Like Joe Bergeron last season, Malcolm Brown has been the thunder to Johnathan Gray’s lightning. 

But with Gray sidelined for the rest of the year with a ruptured Achilles tendon, Brown and Bergeron are the top two Texas tailbacks. And, as nature tells us, there is no thunder without lightning. 

Texas’ offense is at its best when it has a reliable running game to set up its passing attack. Run the ball, run it some more and then take a shot downfield. 

Without Gray, it becomes much more difficult to execute that gameplan effectively. Brown had become the Longhorns’ short-yardage running back this year, a role that Bergeron thrived in last season when he ran for 15 touchdowns. 

“It’s obviously a big impact just because he’s been running really well for us, doing great things,” junior center Dominic Espinosa said. “But I think we have amazing backs back there with Malcolm Brown and Joe Bergeron. You can’t deny that they’re going to step in and do a great job.”

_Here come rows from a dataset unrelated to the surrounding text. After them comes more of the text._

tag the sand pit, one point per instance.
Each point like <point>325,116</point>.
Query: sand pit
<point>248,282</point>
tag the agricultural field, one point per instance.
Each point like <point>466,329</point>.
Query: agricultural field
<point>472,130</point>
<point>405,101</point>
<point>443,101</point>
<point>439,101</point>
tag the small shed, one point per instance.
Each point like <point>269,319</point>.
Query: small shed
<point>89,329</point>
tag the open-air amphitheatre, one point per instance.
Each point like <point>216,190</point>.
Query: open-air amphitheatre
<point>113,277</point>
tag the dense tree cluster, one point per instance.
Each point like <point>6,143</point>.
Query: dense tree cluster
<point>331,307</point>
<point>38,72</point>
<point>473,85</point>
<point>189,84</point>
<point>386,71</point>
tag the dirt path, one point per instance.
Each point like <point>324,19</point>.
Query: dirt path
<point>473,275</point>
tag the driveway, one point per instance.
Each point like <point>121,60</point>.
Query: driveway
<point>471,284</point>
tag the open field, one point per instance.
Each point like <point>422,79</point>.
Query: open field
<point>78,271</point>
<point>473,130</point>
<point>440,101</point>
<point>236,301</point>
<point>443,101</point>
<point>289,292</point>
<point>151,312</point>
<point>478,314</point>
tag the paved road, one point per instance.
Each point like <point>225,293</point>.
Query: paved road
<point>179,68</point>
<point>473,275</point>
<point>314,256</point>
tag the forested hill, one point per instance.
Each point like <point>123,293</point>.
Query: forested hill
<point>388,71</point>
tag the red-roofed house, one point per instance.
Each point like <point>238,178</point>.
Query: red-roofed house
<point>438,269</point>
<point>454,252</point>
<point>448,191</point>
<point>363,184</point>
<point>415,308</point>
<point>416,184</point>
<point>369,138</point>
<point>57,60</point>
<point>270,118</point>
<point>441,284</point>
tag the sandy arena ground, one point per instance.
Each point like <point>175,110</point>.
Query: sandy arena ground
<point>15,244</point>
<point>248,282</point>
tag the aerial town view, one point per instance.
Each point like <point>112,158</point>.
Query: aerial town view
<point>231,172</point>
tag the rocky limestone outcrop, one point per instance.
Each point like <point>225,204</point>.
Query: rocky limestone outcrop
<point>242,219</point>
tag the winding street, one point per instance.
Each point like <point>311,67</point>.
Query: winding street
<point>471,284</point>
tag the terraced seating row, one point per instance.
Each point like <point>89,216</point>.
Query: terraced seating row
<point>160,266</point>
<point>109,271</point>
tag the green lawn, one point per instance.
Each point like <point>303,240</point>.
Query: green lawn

Case McCoy has passed for eight touchdowns this year, averaging 35 yards on those scoring strikes. Three of them came last weekend against West Virginia, including a 49-yard bomb down the sideline to Mike Davis. The Mountaineers led by 10 points before that third-quarter touchdown, their biggest lead of the game. 

But Texas erased that deficit and went on to pick up its first overtime win in program history. McCoy was praised for his three touchdowns, tying a career high, but that’s not possible without the threat of a dynamic running game causing West Virginia to stack the box, allowing McCoy taking well-timed and well-thrown shots downfield. 

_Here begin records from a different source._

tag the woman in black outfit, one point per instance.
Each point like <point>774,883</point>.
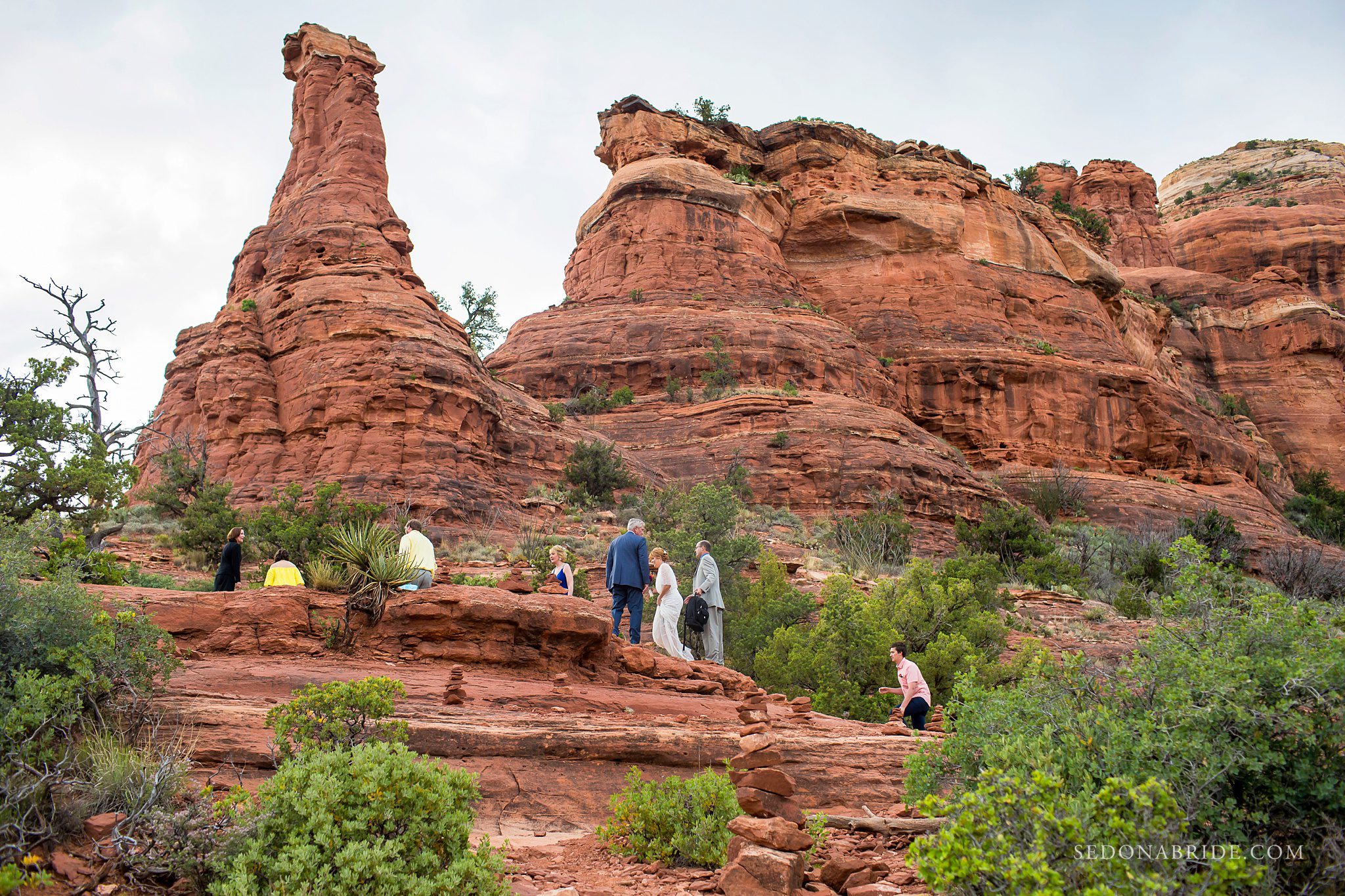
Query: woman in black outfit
<point>231,562</point>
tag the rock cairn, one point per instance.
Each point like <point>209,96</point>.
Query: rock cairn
<point>454,692</point>
<point>801,710</point>
<point>767,853</point>
<point>896,726</point>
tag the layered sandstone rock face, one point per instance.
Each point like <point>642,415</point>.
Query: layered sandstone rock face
<point>1126,195</point>
<point>330,359</point>
<point>1259,205</point>
<point>900,288</point>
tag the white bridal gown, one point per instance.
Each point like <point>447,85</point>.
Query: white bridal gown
<point>667,614</point>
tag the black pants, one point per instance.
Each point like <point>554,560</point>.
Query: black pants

Is that threat still there without Gray?

Yes, but not nearly as much. Gray is the one that could bounce it outside with Brown and Bergeron getting yards between the tackles.McCoy has an unquantifiable moxie that makes it easy for his teammates to rally around him and gives him the ability to come through when it matters most. But he needs a great supporting cast to be productive – a brick wall for an offensive line, a dynamic group of tailbacks and a stingy defense. 

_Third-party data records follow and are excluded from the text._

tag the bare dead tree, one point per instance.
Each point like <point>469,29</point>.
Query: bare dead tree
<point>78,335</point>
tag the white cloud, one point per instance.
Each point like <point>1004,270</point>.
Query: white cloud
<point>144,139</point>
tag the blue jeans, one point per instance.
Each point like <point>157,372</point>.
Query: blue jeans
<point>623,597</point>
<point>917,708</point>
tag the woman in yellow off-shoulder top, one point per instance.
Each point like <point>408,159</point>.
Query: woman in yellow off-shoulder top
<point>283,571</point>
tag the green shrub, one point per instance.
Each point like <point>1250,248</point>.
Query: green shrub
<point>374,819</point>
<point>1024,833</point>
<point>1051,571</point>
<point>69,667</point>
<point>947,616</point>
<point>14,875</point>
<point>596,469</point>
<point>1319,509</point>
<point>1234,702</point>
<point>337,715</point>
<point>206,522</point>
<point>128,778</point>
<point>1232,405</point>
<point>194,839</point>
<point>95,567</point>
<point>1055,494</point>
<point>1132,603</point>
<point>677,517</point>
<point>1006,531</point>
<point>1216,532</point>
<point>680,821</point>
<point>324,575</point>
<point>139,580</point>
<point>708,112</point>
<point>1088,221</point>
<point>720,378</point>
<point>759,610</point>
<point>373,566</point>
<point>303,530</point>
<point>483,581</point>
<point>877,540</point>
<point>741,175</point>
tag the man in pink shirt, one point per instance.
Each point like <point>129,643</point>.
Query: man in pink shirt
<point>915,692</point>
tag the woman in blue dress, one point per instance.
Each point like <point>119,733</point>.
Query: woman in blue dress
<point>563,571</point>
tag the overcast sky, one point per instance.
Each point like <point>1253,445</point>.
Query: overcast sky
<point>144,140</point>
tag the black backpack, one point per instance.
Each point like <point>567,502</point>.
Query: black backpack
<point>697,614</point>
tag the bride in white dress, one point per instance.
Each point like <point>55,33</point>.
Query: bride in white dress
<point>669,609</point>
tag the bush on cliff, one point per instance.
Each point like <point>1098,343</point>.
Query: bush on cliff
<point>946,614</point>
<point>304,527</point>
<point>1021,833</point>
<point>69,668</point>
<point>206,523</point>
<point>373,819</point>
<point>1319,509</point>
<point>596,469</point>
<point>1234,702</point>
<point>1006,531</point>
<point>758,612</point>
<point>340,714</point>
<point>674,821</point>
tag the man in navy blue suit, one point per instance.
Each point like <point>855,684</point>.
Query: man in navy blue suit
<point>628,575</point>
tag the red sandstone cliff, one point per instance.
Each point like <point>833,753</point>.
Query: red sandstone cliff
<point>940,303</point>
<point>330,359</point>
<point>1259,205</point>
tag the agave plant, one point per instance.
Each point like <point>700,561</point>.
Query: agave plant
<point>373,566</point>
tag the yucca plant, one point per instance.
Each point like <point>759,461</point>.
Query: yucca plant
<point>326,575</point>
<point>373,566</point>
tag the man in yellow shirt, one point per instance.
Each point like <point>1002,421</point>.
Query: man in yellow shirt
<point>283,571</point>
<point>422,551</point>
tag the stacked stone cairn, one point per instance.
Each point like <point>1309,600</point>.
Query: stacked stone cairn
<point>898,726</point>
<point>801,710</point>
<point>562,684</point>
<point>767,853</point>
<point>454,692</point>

Losing Chris Whaley for the rest of the season deals a big blow to that defense. But the rest of the defensive linemen’s performance doesn’t depend on Whaley like the rest of the running backs’ performance depended on Gray. 

Jackson Jeffcoat and Cedric Reed will still be the best 1-2 pass rush punch in the Big 12, possibly the country. Desmond Jackson, who notched two sacks and a key forced fumble after replacing Whaley last weekend, should have no problem taking over for the converted running back, especially since he made 11 starts last year. 

Whaley’s absence also doesn’t shift as much as responsibility as Gray’s absence does. Now, more of the offensive onus falls on McCoy, which is not necessarily a good thing. Going into halftime against West Virginia, McCoy had one touchdown pass and five interceptions over the last 11 quarters. 

That’s someone you want to set the offense up for, not someone you want actually setting up the offense. 

And it’s a lot harder to do that with Gray walking around with crutches and a boot.